Sigmund Freud's Couch

Sigmund Freud's Couch

That said, I like biographies. If the genre has limitations, it also has spirit. Whether or not people offer a useful way to look at historical change, they are interesting to read about. And the way biographers choose to tell the stories of individuals is interesting too.

john ledyard

For example, Ed Gray’s biography of John Ledyard (which I reviewed here) gives a rich account of Ledyard’s travels. Yet Gray avoids the temptation to put him on the couch and Ledyard remains a mysterious figure, a shadow in the foreground of a brightly painted world.

By contrast, Tim Jeal is far freer with his psychological analysis of Henry Morton Stanley. This should probably make me uneasy. But Jeal builds his psychological hypothesizing on a solid foundation of evidence. He has done his homework on Stanley, a man who left an Africa-sized archive of primary source material.

Better yet, Jeal uses his analysis of Stanley to say interesting things. For example, he observes that Stanley inflated the number of Africans that he killed from the island of Bumbireh in Lake Victoria, a strange boast given that it contributed to Stanley’s reputation as a cold-hearted killer.

henry morton stanley

Yet Jeal argues that Stanley’s actions make sense only if one understands his shame at being humiliated by the leader of Bumbireh weeks earlier, something that Stanley — abandoned by his parents and raised in a workhouse — was keenly sensitive to. Moreover, Jeal argues that Stanley misjudged his audience’s reaction to the Bumbireh story, thinking that Europeans and Americans would like stories of warfare in Africa, much as they liked “big kill” stories about the Indian wars of the American West.

Despite their very different styles, I recommend both books.

2 Comments»

  Will Thomas wrote @

Good call, Michael. I’ve never actually heard someone call someone else out for writing biography, so I’m not inclined to accept it as a put-upon genre of professional history. The worst thing I can say about it is that it’s easy in the course of a personal narrative to lose perspective of broad changes in history, to fail to keep in mind that the world when someone is 60 is very different from when they’re 20 (no matter what the era). But a well-crafted biography can help bring out just those changes.

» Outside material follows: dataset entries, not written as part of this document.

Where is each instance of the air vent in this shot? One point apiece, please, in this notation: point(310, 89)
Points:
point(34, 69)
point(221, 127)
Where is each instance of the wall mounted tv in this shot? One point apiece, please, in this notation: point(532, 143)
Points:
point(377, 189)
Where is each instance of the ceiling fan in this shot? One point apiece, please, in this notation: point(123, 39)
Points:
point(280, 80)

  Michael Robinson wrote @

Will, I’ve never heard anyone taking down a particular biography either – in fact it’s usually the reverse; Janet Browne’s biography of Darwin was widely praised. This is why I think its so weird that we still have these somewhat defensive talks about biography…as if we were all watching Dancing With the Stars but felt so embarrassed about it that we needed to articulate its benefits in order to justify it to ourselves.